Windows、Mac、Linux、主要ブラウザでDNSキャッシュをフラッシュ(クリア)する手順をイメージした、ネットワーク管理の解説図

DNSキャッシュをクリアする方法(Windows / Mac / Linux / ブラウザ)


著者: Ahona Rudra
翻訳: 古川 綾乃

この記事はPowerDMARCのブログ記事 How to Flush DNS on Windows, Mac, Linux & Browsersの翻訳です。
Spelldataは、PowerDMARCの日本代理店です。
この記事は、PowerDMARCの許可を得て、翻訳しています。


主なポイント

  1. Windowsでは、コマンドプロンプトを開き、ipconfig /flushdnsを実行してDNSキャッシュをクリアします。
  2. Macでは、ターミナルを開き、macOSのバージョンに応じたフラッシュコマンドを入力します。
  3. Linuxでは、ターミナルを開き、ディストリビューションで使用されているDNSサービスを再起動してキャッシュをクリアします。
  4. Chromeでは、chrome://net-internals/#dnsにアクセスし、「Clear host cache」をクリックしてDNSエントリを削除します。
  5. DNSをフラッシュすると、接続問題の解消、古いレコードの更新、DNSスプーフィング対策、404エラーの解消、プライバシー保護、システムセキュリティの向上に役立ちます。

本記事では、DNSをフラッシュする方法と、どのような場面で実行すべきかを解説します。
DNSのフラッシュとは、デバイスに保存されているDNSキャッシュを削除し、DNSレコードを最新の状態に更新する操作のことです。

これにより、ネットワークのパフォーマンスや安定性が向上し、ドメイン名が正しいIPアドレスに解決されるようになります。
このガイドでは、Windows、Mac、Linux、さらにGoogle ChromeなどのWebブラウザを含むさまざまなプラットフォームでDNSをフラッシュする方法を解説します。

DNSキャッシュとは何ですか?

DNSキャッシュとは、デバイス上にローカルで保存される一時的なデータベースで、最近行われたDNS(Domain Name System)のルックアップ結果を保存しています。
これらのデータには、ドメイン名、対応するIPアドレス、そしてシステムがWebサイトをより素早く見つけるためのDNS関連情報が含まれます。
Webサイトにアクセスすると、コンピュータはDNS解決(ドメイン名をIPアドレスに変換する処理)を実行します。

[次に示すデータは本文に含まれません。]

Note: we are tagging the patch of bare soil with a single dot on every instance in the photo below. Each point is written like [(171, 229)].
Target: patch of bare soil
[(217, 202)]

これは、ドメイン名をIPアドレスに変換し、ブラウザがサーバーに接続できるようにする仕組みです。
また、将来のアクセスを高速化するため、システムはDNSルックアップの結果をローカルに保存します。
毎回このルックアップを実行する代わりに、システムは結果をDNSキャッシュに保存し、次回のアクセスを高速化します。
DNSキャッシュにはTTL(Time To Live)と呼ばれる有効期限の仕組みがあります。

これは、レコードが期限切れになるまでどのくらい保存されるかを示す値です。
TTLの有効期間中は、システムはDNSサーバーに再度問い合わせる代わりに、キャッシュからDNSデータを取得します。
TTLが期限切れになると、そのエントリは削除され、システムは新しいDNSルックアップを実行します。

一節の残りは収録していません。